Prisons : à l’aube d’une profonde transformation de notre système carcéral ?

dimanche 28 janvier 2007.par Yves Caron
 
La prison ne serait-elle qu’un objet d’indignations récurrentes sans suite aucune ? Serait-elle encore à ce point ce lieu de relégation qu’on veut ignorer ? Pour l’Observatoire international des prisons, bien sûr que non : les personnes évoluant dans et autour de l’universel carcéral, en premier lieu les détenus, sont porteuses d’une parole autonome qui doit permettre de profondes réformes.
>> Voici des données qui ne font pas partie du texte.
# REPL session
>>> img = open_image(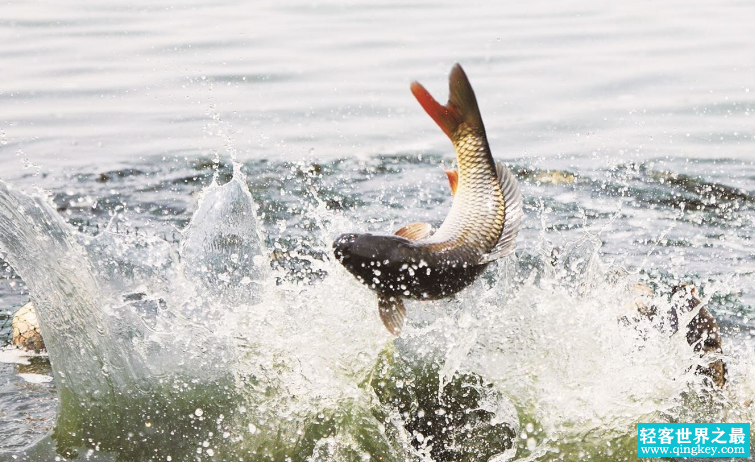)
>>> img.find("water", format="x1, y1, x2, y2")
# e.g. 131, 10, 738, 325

Il y a un an, l’OIP initiait les "États généraux de la condition pénitentiaire", avec l’appui de dix organisations (CGT, Emmaüs, Syndicat de la magistrature, Ligue des droits de l’homme...). Dans un numéro spécial de sa revue "Dedans dehors" (n°58-59, janvier 2007), l’observatoire revient sur cette expérience.

Tout d’abord, ces "États généraux" sont restitués dans une perspective historique recouvrant ces dernières décennies : 1971 le Groupe d’information sur les prisons (GIP), avec notammment Michel Foucault et Pierre Vidal-Naquet, 1981 l’abolition de la peine de mort et 2000 le témoignage du docteur Véronique Vasseur. Mais si ces événements, et d’autres, ont pu faire des prisons une question politique, on doit constater que ce n’est que trop épisodiquement et que la situation a bien trop peu évolué.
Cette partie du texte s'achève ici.